O Levantamento São Paulo Megacity investigou a prevalência de transtornos mentais de 5037 indivíduos que residem na região metropolitana de São Paulo, entre os anos de 2005 e 2007. Este estudo selecionou uma amostra representativa da população e entrevistou os participantes no seu domicílio através do questionário WHO World Mental Health Composite International Diagnostic Interview (WHO WMH-CIDI). Cerca de um terço (29,6%) dos respondentes foram diagnosticados como portadores de pelo menos um transtorno mental no ano anterior à entrevista e 44,7% ao longo da vida. A gravidade dos transtornos variou como leve, moderado e sério, com cada grupo representando um terço do total dos casos afetados.

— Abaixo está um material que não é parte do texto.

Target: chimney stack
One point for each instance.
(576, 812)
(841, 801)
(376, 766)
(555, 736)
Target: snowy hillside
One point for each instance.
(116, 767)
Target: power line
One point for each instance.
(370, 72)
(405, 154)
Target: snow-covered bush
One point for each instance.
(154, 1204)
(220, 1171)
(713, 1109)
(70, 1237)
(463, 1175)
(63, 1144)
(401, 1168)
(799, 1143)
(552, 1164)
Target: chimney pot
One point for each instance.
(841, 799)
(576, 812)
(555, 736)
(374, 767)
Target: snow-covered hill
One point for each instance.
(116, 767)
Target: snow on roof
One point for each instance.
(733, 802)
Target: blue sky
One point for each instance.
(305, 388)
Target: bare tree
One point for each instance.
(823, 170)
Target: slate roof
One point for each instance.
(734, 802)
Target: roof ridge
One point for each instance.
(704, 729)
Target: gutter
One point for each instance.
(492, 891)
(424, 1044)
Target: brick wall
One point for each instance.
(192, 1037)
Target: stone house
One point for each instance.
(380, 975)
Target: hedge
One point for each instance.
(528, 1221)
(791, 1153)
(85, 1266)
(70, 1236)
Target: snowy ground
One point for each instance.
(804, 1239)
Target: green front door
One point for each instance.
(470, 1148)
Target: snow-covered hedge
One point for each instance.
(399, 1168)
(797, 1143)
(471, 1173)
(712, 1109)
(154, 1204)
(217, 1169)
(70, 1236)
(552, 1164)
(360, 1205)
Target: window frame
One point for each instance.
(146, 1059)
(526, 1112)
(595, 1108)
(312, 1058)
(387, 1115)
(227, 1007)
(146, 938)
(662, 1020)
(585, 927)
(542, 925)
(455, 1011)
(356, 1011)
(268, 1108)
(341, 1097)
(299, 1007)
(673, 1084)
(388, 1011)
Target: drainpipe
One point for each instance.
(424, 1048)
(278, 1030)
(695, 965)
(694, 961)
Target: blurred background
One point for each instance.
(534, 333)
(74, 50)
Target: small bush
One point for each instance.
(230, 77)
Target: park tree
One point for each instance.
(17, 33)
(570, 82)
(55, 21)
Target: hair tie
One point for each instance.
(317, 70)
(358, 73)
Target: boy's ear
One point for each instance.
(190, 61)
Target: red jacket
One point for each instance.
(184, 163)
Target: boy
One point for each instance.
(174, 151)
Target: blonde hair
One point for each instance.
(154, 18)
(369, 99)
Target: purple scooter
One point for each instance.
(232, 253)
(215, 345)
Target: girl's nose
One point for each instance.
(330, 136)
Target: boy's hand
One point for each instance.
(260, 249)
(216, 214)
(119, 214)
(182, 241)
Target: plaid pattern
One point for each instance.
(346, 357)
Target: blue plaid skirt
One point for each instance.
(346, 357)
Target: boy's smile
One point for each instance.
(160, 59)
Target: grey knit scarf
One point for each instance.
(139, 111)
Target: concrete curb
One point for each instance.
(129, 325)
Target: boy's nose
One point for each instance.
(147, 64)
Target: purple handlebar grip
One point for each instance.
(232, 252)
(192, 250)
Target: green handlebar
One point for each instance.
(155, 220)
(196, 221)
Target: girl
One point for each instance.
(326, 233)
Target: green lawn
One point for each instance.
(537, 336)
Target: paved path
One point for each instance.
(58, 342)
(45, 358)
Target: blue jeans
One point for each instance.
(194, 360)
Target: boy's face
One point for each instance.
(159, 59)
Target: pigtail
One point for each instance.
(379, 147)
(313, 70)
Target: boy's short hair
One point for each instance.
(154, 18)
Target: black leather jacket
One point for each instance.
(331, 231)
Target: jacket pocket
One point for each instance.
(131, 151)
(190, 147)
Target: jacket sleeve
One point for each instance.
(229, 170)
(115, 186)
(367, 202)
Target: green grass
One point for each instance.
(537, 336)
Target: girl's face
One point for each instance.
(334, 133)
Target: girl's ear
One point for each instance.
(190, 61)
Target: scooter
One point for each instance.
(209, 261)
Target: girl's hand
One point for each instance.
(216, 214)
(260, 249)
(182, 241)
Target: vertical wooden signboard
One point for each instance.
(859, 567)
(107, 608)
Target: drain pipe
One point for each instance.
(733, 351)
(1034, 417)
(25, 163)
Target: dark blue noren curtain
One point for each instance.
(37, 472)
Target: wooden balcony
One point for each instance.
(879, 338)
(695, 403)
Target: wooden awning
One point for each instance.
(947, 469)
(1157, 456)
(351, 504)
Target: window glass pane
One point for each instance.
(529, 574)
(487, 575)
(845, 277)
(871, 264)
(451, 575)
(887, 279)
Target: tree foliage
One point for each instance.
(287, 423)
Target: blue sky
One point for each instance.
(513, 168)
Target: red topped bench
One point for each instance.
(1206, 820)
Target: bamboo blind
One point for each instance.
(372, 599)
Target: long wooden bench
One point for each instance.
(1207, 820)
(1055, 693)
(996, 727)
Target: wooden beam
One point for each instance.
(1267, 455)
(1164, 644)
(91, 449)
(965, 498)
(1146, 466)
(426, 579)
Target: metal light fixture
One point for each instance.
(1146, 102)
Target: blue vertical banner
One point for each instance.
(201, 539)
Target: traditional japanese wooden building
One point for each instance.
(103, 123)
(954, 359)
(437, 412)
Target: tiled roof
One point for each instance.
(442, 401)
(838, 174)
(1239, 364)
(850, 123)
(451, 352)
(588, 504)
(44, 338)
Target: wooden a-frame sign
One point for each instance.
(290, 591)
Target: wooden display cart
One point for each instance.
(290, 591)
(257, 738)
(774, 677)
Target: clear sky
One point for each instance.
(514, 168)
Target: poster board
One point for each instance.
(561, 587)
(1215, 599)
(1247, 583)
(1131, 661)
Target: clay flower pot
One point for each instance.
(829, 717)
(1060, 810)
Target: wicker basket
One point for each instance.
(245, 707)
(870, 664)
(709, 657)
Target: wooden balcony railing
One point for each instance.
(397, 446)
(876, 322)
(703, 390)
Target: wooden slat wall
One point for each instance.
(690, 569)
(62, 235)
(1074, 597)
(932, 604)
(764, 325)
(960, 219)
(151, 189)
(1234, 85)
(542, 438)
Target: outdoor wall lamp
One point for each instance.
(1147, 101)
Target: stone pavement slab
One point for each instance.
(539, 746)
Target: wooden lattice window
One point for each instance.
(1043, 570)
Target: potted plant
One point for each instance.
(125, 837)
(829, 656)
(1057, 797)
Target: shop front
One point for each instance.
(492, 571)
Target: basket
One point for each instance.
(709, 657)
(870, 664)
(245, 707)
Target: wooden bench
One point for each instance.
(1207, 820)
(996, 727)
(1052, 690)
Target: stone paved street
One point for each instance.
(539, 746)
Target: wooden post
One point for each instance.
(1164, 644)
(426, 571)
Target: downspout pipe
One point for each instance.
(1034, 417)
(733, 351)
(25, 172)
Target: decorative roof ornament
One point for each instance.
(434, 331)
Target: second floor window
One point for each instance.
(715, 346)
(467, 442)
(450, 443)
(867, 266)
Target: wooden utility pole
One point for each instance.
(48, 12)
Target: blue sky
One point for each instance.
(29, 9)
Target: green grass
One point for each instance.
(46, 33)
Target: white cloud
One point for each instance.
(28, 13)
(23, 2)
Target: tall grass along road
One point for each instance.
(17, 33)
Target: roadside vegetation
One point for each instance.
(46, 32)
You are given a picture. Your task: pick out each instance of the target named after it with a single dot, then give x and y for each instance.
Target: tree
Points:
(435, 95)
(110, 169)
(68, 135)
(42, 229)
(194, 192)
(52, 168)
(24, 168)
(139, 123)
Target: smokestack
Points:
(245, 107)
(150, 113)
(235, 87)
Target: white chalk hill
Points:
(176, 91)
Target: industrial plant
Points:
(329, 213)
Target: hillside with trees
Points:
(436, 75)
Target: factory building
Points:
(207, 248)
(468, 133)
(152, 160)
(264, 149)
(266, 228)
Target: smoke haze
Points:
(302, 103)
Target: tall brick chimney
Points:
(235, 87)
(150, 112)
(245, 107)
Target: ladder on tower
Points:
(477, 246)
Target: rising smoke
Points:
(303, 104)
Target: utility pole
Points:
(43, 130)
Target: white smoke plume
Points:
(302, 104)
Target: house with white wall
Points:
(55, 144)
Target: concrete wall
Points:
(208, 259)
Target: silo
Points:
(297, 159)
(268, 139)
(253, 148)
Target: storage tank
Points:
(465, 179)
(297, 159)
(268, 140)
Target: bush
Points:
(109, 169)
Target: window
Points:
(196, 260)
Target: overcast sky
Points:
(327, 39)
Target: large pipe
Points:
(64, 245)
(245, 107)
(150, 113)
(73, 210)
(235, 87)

2. Quais são os principais achados em relação ao uso do álcool? Foram encontradas associações entre problemas com o álcool e outras doenças crônicas?

Os transtornos relacionados ao uso do álcool (abuso e dependência) totalizam 4,0% dos casos no ano anterior à entrevista e 13,1% ao longo da vida. Além disso, 17,5% dos respondedores relataram um padrão de uso pesado de álcool ao longo da vida, sendo 26,3% homens e 10,9% mulheres.
Estes transtornos relacionados ao uso do álcool apresentam um padrão de comorbidade (outra doença que ocorre simultaneamente) bivariada com várias patologias crônicas, principalmente com doenças cardiovasculares, câncer, diabetes, artrites, cefaleia/enxaqueca e insônia. Entretanto, após ajustar as comorbidades, apenas os transtornos relacionados ao uso de drogas, uso de tabaco e o beber pesado foram correlacionados aos transtornos do uso de álcool.

3. De que forma os fatores individuais (ex: sexo, idade, condição socioeconômica e área de residência), influenciam na ocorrência concomitante de duas ou mais doenças crônicas em um mesmo indivíduo? E para o transtorno relacionado ao uso de álcool?

Alguns fatores individuais e de contexto (por ex., local de residência, desigualdade social, privação social) podem aumentar a chance para a ocorrência concomitante de duas ou mais doenças crônicas no mesmo indivíduo. Provavelmente, este padrão se deve a um complexo mecanismo de causalidade concorrente ou fatores de risco compartilhados.
Especificamente em relação aos fatores individuais associados aos transtornos do uso de álcool, verificamos que aquelas pessoas mais jovens, homens e de maior renda apresentam uma maior probabilidade de sua ocorrência. Por outro lado, no contexto de residir em áreas de alta privação social, as chances de apresentar um transtorno relacionado ao álcool aumentam.

4. Em sua opinião, o que pode ser feito para minimizar a incidência de transtornos mentais e de doenças crônicas no Brasil?

Os estudos epidemiológicos indicam os grupos de maior vulnerabilidade para os transtornos relacionados ao uso de álcool. Assim, campanhas preventivas devem ser direcionadas a esses grupos de maior risco: jovens, homens, maior renda e residência em locais de alta privação social. Visto que frequentemente os transtornos relacionados ao uso de álcool ocorrem de forma concomitante em várias doenças clínicas, os médicos devem inquirir sistematicamente sobre o hábito de consumo de etílicos, para que possam tratar os seus pacientes de forma integrada e encaminhar a um tratamento mais específico quando se fizer necessário.

5. O Projeto São Paulo Megacity é um estudo extenso e altamente criterioso. Como dica para os futuros pesquisadores, o que o senhor considera fundamental para a realização de grandes projetos como este? E as parcerias? O senhor considera que a parceria feita com o CISA foi importante?

O estudo São Paulo Megacity faz parte do estudo mundial World Mental Health Survey, com visibilidade internacional e nacional. Além do apoio institucional da USP, Universidade de Harvard, Organização Mundial da Saúde, o estudo foi financiado quase que totalmente pela FAPESP. No entanto, alguns subprojetos atrelados ao estudo principal só foram possíveis mediante parcerias nacionais, por exemplo, da Secretaria Estadual de Segurança Pública em relação ao estudo de violência. Em relação ao CISA, a parceria foi fundamental para explorar a questão do uso de álcool e outras substâncias na população geral da região metropolitana de São Paulo.